Iella posa la main sur l’arme d’Elscol.

— Non, il se rend.

— Il se rend ? protesta la jeune femme. Iella, il vient de tuer quatre de nos amis !

— Quatre crimes de plus pour lesquels il sera jugé.

— Elle a raison, dit Vorru en souriant. Je suis sûr que la population de Thyferra me fera un procès équitable, si la Nouvelle République le veut bien.

Iella le regarda avec mépris.

— Oui, ministre Vorru, quand la Nouvelle République en aura terminé avec vous, les Thyfeniens auront leur chance.

— J’en suis heureux, Iella. Les Thyferriens ont un sens aigu de la justice. (Vorru baissa lentement les mains.) J’ai les noms des officiels de la Nouvelle République qui ont détourné du bacta. Je connais les accords secrets passés avec Isard par certains mondes membres… L’Alliance ne voudra pas voir ses petits secrets étalés au grand jour.

Iella éclata de rire.

— Vous pensez pouvoir acheter votre liberté ?

— Chère Iella, j’en suis sûr.

— Parce que vous me croyez incapable de faire justice moi-même, dit la jeune femme. Isard a tué mon mari. Si elle s’est enfuie, il faudra que je me venge sur vous. (Elle leva son blaster, visant la tête.) Un coup, et le dossier de l’accusation sera refermé.

Vorru applaudit.

— Joli discours, ma chère, mais j’ai lu votre dossier.
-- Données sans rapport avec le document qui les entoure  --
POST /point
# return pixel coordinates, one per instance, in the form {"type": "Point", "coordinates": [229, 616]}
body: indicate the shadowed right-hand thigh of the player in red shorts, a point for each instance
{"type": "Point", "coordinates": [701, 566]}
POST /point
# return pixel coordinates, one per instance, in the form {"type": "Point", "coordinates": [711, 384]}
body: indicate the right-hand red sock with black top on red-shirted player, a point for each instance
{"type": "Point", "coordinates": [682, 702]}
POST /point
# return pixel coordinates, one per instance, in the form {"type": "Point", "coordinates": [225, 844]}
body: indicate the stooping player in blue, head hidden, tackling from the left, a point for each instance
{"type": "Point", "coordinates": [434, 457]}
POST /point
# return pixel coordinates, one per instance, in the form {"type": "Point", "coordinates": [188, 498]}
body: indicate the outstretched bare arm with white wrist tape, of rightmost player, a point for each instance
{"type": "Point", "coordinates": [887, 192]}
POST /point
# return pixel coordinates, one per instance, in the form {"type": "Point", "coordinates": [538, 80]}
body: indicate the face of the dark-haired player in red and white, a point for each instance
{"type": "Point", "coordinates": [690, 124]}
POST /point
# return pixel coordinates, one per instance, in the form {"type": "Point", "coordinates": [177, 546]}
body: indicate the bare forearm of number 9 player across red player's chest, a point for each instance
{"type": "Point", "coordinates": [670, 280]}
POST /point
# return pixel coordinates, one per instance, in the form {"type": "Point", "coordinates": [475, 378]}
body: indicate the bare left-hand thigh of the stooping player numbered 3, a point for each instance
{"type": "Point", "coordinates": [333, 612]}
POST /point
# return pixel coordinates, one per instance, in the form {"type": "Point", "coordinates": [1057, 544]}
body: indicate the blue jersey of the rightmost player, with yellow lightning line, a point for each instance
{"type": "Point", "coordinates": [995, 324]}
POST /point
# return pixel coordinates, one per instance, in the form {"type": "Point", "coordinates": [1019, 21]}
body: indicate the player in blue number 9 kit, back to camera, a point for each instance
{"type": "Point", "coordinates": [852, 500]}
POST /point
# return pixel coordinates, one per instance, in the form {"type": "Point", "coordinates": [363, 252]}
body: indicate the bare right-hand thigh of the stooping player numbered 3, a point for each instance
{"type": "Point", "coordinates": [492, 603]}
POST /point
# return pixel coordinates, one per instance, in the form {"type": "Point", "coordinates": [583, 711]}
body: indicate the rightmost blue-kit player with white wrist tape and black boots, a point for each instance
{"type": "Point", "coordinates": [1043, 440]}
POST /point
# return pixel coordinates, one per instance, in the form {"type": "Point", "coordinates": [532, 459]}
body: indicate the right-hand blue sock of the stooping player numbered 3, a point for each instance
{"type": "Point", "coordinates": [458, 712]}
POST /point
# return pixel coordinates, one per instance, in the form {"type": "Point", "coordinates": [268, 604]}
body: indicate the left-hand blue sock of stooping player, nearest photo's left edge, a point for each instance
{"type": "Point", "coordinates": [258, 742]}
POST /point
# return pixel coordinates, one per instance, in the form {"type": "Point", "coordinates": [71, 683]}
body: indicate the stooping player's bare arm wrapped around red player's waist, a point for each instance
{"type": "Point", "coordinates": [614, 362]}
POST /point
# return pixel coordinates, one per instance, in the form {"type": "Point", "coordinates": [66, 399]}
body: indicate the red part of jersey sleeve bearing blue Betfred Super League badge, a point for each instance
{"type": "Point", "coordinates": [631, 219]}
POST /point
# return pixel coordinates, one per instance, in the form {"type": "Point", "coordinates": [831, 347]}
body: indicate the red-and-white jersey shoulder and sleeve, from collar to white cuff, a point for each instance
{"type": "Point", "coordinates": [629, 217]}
Vous ne m’abattrez pas de sang-froid.

— Exact, dit Iella en baissant son arme. (Elle désigna Elscol.) Mais elle, si.

Le tir d’Elscol frappa Vorru à la gorge.

Il s’écroula, face contre terre.

— Bien visé.

Elscol regarda son blaster.

— Je ne me souviens pas d’avoir réglé cette arme sur anesthésie.

Iella sourit.

— C’est moi qui l’ai fait, quand je t’ai empêché de lui tirer dessus la première fois.

— Pourquoi ?

— Vorru a toujours aimé tout contrôler. En te laissant faire, je lui ai prouvé qu’il me connaissait mal… Mais je veux qu’il vive, et qu’il souffre.

Elscol acquiesça et changea le réglage.

— Vorru a probablement raison. Les chefs de la Nouvelle République passeront un marché avec lui.

— S’ils en ont l’occasion, répondit Iella avec un sourire mauvais. Les Rogues ont sorti Vorru de Kessel ; ils peuvent l’y ramener. Pas de politique, pas de marché… Seulement la justice.

Elscol éclata de rire.

— Continue comme ça, et tu me convaincras peut-être d’épargner les Impériaux.

— Je le ferai, Elscol… Une fois Thyferra libérée.